Mobile browsing has historically been a painful experience and countless handset and software makers have created mobile browsers hoping to make them easier to use. While mobile browser development from the likes of Apple, Google and Microsoft is unlikely to cease because of Fennec, other mobile browser efforts may, Sullivan said. "When our browser is ready, a lot of folks will stop building custom browsers," he said. "Carriers and OEMs are telling me they'd rather ship Firefox rather than hack together their own browser."
While he wouldn't reveal names, Sullivan said that Mozilla is talking to handset makers and operators about preloading Fennec onto phones. Traditionally, only a very small percentage of phone users load applications onto their phones so preloading the browser could significantly help distribution.
This isn't the first time that Mozilla has begun work on a mobile browser and most of its previous attempts have fizzled.
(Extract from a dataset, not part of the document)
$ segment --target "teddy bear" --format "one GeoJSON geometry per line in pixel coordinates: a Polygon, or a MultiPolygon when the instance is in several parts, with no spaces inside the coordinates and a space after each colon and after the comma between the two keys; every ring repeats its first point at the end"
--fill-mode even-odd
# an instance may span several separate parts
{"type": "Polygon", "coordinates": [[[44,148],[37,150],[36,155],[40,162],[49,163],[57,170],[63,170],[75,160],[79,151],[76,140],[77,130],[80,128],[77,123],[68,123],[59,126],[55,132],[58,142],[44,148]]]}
For several years it worked on a mobile browser it called Minimo that included a release for Windows Mobile devices. But last year Mozilla said it wouldn't continue work on that browser, instead focusing on Fennec, which is based on the latest Mozilla platform that also supports Firefox.
Mozilla also developed and later retired a project called Joey that let people save portions of Web sites while on their PC and call up those images from their mobile phones.
While Mozilla has been working on those projects, Apple released its iPhone and included a mobile version of its Safari browser. That browser has been widely praised as a significant improvement over historical mobile browsers because it displays Web pages just as they look on a computer but allows users to easily scroll around and examine the page. Next week the first phone running Google's Android software will hit the market and it includes a browser developed by Google and based on Webkit, the same technology that fuels Safari. That browser offers a similar improved experience but one-ups Apple's Safari because it can display Flash Web sites.
Mozilla expects to make the alpha download for the Nokia tablets available on Thursday from its Mozilla.org Web site.